Thursday, June 21, 2012

Dear Society

Dear Society,

Forgive me if this gets harsh.  I'm going to discuss fat people in some unpleasant ways while I tease apart some ideas.

We talk about food as if there's a moral component to eating.  We talk about "cheating" on our diets as if we're cheating on our spouses or our taxes.  We talk about "guilt" to the extent that some lines of diet food are labeled "guilt-free" right on the packaging.

We talk as if what is healthful and nutritious for some people is healthful and nutritious for all people, which it isn't.  We talk about that food being good for us.  We separate foods into "good" foods and "bad" foods.  We praise ourselves and each other for eating "good" foods and chide ourselves and each other for eating "bad" foods.  Within that framework, eating "good" foods becomes a pious act.  Eating "bad" foods is a sinful act.

Good people eat good foods.  Bad people eat bad foods.

There's a related problem.  We act as if "calories in, calories out" is a magical formula which never fails and holds true for every body at all times.  We act as if "you are what you eat" means that if you eat food with fat in it, you will automatically become fat.

Put those ideas together, and where does that leave us?  Fat food makes fat people.  Fatty food is bad for you; fatty food is bad.  Bad people eat bad food.  Fat people eat fat food.

Fat people are bad people.

Food has a moral component.

Fat people are immoral.

It's bolstered by "gluttony" being on the official list of the seven deadly sins.  Gluttony is a sin.  Gluttons are wicked.  Fat people are fat because they overeat, which proves them gluttonous, therefore fat people are wicked.

Nasty, gluttonous fat people.  How many fat villains can you name?  How many fat heroes can you name?

I used to see fat bullies on TV and in movies, and that never made sense to me.  In my reality, fat people aren't bullies, they're the ones being bullied.  In addition, bullies are often popular and charismatic people, while I never thought of fat kids as popular.  But I often see fat kids depicted as bullies in popular culture.  Because fat kids are mean.  Fat kids are hateful.  Fat kids are nasty and immoral and greedy and gluttonous.  If they weren't so immoral and greedy, they wouldn't be fat, would they?  And they wouldn't need to steal other kids' lunch money, because they wouldn't want to spend it on extra lunches or candy or snacks like the little pigs that they are.

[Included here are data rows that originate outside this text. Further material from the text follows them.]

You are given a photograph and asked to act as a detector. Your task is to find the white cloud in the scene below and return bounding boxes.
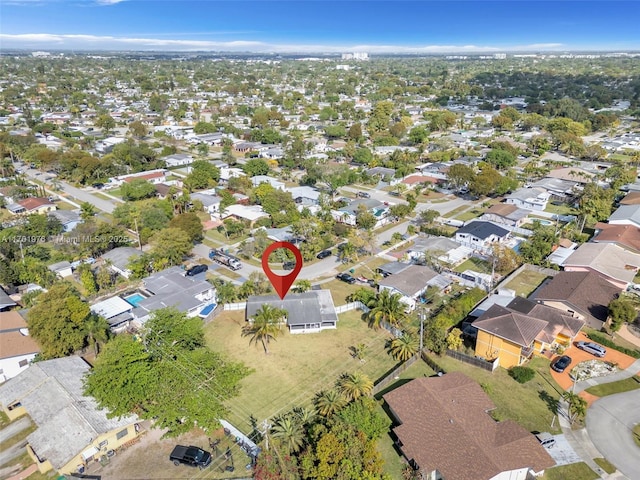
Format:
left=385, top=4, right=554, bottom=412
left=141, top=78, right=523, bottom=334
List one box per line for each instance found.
left=0, top=32, right=567, bottom=54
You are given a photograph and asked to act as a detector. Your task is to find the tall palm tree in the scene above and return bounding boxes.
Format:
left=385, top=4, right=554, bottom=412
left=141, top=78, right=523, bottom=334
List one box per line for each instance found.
left=389, top=332, right=420, bottom=362
left=85, top=315, right=111, bottom=356
left=366, top=290, right=407, bottom=330
left=336, top=372, right=373, bottom=401
left=313, top=390, right=347, bottom=417
left=271, top=413, right=305, bottom=453
left=242, top=304, right=287, bottom=355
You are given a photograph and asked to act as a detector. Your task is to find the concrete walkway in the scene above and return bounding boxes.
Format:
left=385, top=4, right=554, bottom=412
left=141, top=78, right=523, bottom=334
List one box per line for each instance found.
left=558, top=359, right=640, bottom=480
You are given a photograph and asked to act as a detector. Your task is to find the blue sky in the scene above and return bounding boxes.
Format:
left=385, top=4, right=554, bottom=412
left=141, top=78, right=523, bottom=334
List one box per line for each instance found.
left=0, top=0, right=640, bottom=53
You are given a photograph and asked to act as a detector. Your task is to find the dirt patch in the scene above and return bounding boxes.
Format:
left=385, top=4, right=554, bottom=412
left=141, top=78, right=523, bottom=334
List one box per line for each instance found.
left=94, top=427, right=250, bottom=480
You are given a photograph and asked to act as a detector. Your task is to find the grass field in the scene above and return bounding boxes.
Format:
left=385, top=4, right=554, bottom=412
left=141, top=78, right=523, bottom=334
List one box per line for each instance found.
left=586, top=377, right=640, bottom=397
left=434, top=357, right=562, bottom=433
left=504, top=270, right=547, bottom=297
left=205, top=310, right=396, bottom=431
left=540, top=462, right=600, bottom=480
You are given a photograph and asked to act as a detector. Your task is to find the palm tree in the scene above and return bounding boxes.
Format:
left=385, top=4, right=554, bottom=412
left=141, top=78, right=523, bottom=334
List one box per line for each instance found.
left=85, top=315, right=111, bottom=356
left=366, top=290, right=407, bottom=330
left=242, top=304, right=287, bottom=355
left=271, top=413, right=305, bottom=453
left=313, top=390, right=347, bottom=417
left=389, top=332, right=420, bottom=362
left=336, top=372, right=373, bottom=401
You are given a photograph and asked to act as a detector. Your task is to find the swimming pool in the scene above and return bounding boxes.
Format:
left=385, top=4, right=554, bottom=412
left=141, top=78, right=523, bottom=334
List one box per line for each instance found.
left=124, top=293, right=147, bottom=307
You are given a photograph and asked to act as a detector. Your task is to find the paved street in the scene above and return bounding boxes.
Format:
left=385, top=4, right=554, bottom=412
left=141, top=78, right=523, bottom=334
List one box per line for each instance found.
left=586, top=390, right=640, bottom=478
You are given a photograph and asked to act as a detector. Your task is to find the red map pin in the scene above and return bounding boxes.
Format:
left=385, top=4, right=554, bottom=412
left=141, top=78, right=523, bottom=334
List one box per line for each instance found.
left=262, top=242, right=302, bottom=300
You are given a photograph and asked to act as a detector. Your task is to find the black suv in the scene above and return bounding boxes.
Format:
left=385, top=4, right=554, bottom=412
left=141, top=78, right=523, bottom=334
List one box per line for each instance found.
left=187, top=265, right=209, bottom=277
left=336, top=273, right=356, bottom=285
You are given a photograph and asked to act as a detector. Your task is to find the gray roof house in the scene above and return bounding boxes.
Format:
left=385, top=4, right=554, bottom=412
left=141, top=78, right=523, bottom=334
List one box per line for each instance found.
left=0, top=356, right=138, bottom=474
left=101, top=247, right=142, bottom=278
left=246, top=290, right=338, bottom=333
left=378, top=265, right=451, bottom=310
left=132, top=266, right=216, bottom=323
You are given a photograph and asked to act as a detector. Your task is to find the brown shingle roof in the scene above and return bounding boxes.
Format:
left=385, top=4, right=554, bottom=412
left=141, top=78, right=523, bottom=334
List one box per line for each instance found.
left=473, top=305, right=548, bottom=348
left=384, top=372, right=555, bottom=480
left=535, top=272, right=622, bottom=321
left=593, top=222, right=640, bottom=252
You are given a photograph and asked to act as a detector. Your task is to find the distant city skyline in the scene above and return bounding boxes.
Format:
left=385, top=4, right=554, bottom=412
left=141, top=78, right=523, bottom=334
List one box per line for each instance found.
left=0, top=0, right=640, bottom=55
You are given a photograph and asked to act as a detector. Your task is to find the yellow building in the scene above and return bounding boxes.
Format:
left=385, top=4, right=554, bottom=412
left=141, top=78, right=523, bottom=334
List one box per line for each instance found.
left=0, top=356, right=139, bottom=474
left=473, top=297, right=584, bottom=368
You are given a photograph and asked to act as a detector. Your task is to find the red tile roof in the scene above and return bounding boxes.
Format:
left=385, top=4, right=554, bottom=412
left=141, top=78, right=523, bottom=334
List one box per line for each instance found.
left=384, top=372, right=555, bottom=480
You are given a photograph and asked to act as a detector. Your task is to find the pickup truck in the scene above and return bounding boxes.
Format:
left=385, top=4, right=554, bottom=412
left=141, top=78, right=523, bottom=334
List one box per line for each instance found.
left=169, top=445, right=211, bottom=469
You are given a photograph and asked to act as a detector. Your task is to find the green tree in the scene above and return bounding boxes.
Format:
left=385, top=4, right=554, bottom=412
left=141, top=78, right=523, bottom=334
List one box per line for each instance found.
left=27, top=282, right=91, bottom=359
left=242, top=304, right=287, bottom=355
left=389, top=332, right=420, bottom=362
left=366, top=289, right=407, bottom=330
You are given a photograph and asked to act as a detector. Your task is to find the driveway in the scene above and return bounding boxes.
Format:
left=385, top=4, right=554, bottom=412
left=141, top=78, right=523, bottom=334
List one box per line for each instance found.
left=551, top=332, right=635, bottom=390
left=586, top=390, right=640, bottom=478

What good does all of this food morality do?  What do we gain from it?  We praise thin people, or people who eat foods we perceive to be "good," as virtuous people.  We shame fat people, or people who eat foods we perceive to be "bad," for being greedy and wicked.

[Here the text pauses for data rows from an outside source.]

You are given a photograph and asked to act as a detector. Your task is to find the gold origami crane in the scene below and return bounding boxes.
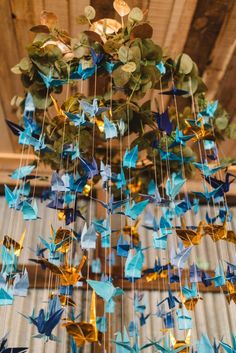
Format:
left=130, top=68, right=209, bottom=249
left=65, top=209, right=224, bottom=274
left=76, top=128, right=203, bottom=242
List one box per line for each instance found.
left=2, top=230, right=26, bottom=257
left=123, top=218, right=140, bottom=246
left=37, top=255, right=87, bottom=286
left=50, top=293, right=76, bottom=306
left=51, top=226, right=76, bottom=253
left=204, top=216, right=228, bottom=242
left=183, top=118, right=215, bottom=142
left=176, top=219, right=205, bottom=247
left=226, top=281, right=236, bottom=304
left=223, top=230, right=236, bottom=244
left=62, top=291, right=99, bottom=347
left=180, top=293, right=203, bottom=311
left=50, top=94, right=67, bottom=119
left=170, top=330, right=191, bottom=353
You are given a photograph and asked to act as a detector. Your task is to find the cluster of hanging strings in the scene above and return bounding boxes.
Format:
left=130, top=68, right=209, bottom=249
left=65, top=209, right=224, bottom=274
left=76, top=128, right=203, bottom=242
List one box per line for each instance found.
left=1, top=4, right=236, bottom=353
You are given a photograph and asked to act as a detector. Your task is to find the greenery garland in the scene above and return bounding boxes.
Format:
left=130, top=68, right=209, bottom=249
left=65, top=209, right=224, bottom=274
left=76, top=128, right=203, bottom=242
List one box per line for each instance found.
left=9, top=1, right=236, bottom=192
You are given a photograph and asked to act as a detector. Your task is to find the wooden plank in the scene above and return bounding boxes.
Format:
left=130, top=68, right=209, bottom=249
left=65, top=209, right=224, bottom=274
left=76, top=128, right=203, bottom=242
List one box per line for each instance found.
left=203, top=2, right=236, bottom=99
left=146, top=0, right=197, bottom=108
left=10, top=0, right=43, bottom=58
left=0, top=1, right=22, bottom=151
left=148, top=0, right=174, bottom=46
left=43, top=0, right=69, bottom=31
left=164, top=0, right=197, bottom=57
left=11, top=265, right=221, bottom=293
left=216, top=49, right=236, bottom=122
left=184, top=0, right=235, bottom=74
left=0, top=100, right=13, bottom=152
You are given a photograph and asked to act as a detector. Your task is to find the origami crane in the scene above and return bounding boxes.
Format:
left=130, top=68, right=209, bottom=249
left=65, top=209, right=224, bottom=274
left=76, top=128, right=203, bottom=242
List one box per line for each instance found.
left=62, top=291, right=101, bottom=347
left=0, top=334, right=28, bottom=353
left=176, top=218, right=204, bottom=247
left=21, top=296, right=64, bottom=342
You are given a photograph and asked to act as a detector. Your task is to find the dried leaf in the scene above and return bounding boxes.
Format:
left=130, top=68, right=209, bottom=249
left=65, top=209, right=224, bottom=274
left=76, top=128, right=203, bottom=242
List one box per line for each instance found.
left=76, top=15, right=89, bottom=25
left=176, top=54, right=193, bottom=75
left=84, top=31, right=102, bottom=43
left=90, top=18, right=121, bottom=38
left=30, top=25, right=50, bottom=33
left=215, top=116, right=229, bottom=130
left=128, top=7, right=143, bottom=22
left=118, top=45, right=129, bottom=63
left=130, top=23, right=153, bottom=39
left=121, top=61, right=137, bottom=72
left=40, top=11, right=57, bottom=29
left=113, top=0, right=130, bottom=17
left=113, top=66, right=131, bottom=87
left=84, top=6, right=96, bottom=20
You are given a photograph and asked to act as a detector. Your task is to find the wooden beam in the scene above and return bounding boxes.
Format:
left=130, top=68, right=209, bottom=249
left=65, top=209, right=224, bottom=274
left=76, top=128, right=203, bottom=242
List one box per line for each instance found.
left=164, top=0, right=197, bottom=57
left=15, top=265, right=221, bottom=293
left=203, top=1, right=236, bottom=99
left=184, top=0, right=235, bottom=74
left=0, top=1, right=22, bottom=152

So thin people can feel good about themselves.  That's nice.  I like for people to feel good about themselves in general.

But they feel good about themselves at the expense of fat people.  But I know a lot of fat people.  I know that they're fat for a lot of different reasons.  I know that they eat the same foods in the same quantities and same ways that thin people eat.  Which isn't to say that Fat Person A and Thin Person B eat precisely the same; what I mean is, if you take all of the thin people in the world and compare them to all of the fat people in the world, you're going to find matching pairs.  You'll find thin and fat people who are vegetarians, thin and fat people who exist almost entirely on fast food, thin and fat people who scarf down gourmet pasta, thin and fat people who nibble on leafy greens, and so on.

You'll find thin and fat people with all sorts of health problems.  And you'll find thin and fat people who are perfectly healthy.

Yet some of them are good, virtuous, and pious.  And some of them are immoral, greedy, and wicked.

Maybe you're worried that people are eating too much crap in their meals.  Okay, sure.  Let's take some of the HFCS out of food.  And let's take some of the morality out of it, too, okay?